Lewis, who earned degrees from UCSD and San Diego State, admits to being “conflicted” about scientific shortcuts. Yet instead of viewing the technology in isolation, Lewis looks at the totality of the Paralympic athlete's experience, at the “totally different variables” that enter into their equations.
“Biomechanically, there is that purported advantage (to prosthetic limbs),” Lewis said. “But that's for the device itself. At the end of the day, it's the user who sits on top of that device.”
By any standard, Pistorius is an extraordinary case. He owns the world Paralympic record at 100, 200 and 400 meters, and his best times at 100 and 200 meters (10.91 and 21.58 seconds) are better than those run by the women's gold medalists at the 2004 Summer Games in Athens.
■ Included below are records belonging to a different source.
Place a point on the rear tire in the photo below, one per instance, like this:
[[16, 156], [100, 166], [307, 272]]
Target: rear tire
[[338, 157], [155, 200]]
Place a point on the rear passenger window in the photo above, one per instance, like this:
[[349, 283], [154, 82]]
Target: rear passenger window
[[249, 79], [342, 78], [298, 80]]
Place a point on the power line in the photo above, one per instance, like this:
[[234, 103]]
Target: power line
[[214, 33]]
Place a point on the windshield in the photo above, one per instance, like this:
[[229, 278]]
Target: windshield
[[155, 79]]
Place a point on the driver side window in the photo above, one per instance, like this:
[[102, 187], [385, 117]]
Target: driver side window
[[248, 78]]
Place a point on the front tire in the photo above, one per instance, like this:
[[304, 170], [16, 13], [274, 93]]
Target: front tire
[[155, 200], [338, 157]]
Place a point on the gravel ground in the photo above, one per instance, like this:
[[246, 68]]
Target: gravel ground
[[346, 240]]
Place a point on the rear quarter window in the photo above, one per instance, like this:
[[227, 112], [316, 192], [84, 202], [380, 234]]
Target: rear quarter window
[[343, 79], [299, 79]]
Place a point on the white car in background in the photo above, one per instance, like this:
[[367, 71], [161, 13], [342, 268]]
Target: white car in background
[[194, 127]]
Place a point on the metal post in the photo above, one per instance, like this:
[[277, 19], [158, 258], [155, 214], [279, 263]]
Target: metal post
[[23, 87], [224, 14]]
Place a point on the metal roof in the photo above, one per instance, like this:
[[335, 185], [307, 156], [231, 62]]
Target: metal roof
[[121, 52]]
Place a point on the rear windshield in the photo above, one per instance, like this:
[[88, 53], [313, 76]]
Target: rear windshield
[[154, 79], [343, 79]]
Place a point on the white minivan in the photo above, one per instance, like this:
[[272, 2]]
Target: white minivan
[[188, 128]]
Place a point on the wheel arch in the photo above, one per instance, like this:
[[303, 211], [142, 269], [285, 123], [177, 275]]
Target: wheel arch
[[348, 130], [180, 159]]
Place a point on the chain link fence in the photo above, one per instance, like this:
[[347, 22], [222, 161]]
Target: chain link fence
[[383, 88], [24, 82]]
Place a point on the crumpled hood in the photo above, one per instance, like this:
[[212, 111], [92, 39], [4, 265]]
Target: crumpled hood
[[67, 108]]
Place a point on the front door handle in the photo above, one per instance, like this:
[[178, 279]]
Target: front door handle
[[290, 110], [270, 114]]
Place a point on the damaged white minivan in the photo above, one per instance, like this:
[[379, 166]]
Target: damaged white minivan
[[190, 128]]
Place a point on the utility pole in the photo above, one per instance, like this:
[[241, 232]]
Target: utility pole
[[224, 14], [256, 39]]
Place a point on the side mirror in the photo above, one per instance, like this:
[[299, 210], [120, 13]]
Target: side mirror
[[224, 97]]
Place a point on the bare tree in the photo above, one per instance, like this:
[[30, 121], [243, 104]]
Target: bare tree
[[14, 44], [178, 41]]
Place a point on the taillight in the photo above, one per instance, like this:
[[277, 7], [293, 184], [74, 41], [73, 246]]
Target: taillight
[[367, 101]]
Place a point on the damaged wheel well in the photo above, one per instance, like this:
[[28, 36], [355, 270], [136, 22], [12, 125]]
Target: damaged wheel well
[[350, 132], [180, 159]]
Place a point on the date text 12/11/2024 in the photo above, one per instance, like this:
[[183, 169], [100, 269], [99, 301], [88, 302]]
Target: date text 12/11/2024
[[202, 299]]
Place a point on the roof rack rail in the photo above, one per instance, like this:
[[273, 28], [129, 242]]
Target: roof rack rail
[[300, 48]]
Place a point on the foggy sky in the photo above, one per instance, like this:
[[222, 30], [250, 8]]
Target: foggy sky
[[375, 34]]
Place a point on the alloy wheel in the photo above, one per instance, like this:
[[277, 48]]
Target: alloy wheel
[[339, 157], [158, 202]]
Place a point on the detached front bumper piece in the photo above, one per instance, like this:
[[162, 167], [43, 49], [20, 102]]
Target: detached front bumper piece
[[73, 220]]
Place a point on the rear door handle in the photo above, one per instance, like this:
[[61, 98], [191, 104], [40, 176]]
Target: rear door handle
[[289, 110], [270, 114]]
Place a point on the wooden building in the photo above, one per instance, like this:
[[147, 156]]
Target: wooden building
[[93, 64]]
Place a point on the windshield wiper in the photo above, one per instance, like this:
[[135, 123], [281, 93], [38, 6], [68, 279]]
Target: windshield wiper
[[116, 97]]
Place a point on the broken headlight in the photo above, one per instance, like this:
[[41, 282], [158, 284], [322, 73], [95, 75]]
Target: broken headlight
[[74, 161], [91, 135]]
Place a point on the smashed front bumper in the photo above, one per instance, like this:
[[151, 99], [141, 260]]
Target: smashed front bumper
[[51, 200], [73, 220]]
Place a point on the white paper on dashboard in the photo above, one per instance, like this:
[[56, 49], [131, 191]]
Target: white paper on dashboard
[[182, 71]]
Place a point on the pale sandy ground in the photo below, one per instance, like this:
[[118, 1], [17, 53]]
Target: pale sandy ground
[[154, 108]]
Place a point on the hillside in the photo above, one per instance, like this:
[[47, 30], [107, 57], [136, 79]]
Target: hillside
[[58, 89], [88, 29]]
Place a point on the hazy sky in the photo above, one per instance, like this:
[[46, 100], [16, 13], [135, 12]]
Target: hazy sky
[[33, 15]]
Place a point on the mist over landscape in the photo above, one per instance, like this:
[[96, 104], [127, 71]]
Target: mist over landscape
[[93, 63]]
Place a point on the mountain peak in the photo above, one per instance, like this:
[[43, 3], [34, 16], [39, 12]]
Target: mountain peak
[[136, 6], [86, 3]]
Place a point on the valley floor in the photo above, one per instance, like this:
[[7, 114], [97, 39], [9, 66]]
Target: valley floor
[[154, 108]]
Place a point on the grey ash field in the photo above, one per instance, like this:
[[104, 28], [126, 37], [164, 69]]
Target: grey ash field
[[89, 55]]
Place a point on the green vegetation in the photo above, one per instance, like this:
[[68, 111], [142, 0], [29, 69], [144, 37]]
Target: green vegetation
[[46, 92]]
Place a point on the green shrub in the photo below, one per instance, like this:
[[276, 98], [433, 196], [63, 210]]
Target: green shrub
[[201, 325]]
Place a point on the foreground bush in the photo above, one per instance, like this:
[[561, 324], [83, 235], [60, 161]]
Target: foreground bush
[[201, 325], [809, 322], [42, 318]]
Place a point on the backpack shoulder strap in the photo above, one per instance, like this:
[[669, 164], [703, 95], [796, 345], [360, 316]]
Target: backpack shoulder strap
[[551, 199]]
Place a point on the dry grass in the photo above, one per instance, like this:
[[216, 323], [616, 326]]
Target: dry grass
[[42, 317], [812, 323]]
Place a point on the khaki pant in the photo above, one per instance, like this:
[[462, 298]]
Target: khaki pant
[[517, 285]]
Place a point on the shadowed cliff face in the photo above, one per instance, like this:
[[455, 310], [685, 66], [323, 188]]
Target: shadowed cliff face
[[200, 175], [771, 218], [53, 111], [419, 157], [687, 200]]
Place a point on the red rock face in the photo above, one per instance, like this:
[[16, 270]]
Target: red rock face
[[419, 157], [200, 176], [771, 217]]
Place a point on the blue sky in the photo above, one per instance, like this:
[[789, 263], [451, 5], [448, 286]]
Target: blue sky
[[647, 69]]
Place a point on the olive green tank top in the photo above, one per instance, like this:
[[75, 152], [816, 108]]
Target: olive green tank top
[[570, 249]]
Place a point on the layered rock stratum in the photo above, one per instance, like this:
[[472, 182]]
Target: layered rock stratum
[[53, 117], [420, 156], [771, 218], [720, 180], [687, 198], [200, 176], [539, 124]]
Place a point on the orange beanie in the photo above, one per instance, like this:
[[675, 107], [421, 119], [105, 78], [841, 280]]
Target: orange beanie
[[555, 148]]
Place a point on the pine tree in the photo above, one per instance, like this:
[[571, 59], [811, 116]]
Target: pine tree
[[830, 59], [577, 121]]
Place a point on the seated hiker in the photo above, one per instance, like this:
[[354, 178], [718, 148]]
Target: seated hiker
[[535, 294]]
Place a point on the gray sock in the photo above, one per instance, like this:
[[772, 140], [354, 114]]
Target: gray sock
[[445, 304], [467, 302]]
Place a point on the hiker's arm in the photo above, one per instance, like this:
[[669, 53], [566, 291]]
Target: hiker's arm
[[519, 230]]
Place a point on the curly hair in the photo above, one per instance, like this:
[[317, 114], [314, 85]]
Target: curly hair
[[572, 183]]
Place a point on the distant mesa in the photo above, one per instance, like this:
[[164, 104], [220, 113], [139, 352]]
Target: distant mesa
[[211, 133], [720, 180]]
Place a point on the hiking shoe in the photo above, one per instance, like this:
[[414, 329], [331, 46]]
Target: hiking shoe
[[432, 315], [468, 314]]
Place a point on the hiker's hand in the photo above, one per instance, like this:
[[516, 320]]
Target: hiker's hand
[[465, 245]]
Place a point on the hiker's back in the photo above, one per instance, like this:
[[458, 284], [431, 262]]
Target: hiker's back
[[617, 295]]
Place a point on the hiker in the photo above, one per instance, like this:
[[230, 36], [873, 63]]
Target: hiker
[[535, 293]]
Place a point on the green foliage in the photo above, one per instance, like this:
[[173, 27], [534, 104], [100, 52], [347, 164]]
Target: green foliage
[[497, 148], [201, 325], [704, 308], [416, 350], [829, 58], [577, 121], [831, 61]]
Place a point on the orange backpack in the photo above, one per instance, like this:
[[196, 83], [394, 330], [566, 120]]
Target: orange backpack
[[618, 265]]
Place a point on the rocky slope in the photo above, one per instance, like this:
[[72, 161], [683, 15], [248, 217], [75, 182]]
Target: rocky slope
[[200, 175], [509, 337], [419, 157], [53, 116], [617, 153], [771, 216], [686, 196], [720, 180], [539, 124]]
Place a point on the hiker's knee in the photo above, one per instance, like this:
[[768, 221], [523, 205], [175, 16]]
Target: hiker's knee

Though he has yet to meet Olympic men's qualifying standards at any distance, Pistorius could still be chosen to represent South Africa in the relays.
“It's genuinely a tough case,” Hinman said. “Even if it didn't (make a decisive difference), he might get better. It's hard to know which you credit to the prosthetic device and what you credit to incredible determination.
“There are plenty of people with that same level of determination who don't get so far.”
Though the race is not always to the swiftest, neither should it be appropriated by the smartest engineer. Much as Oscar Pistorius is an inspiration, he also poses a problem.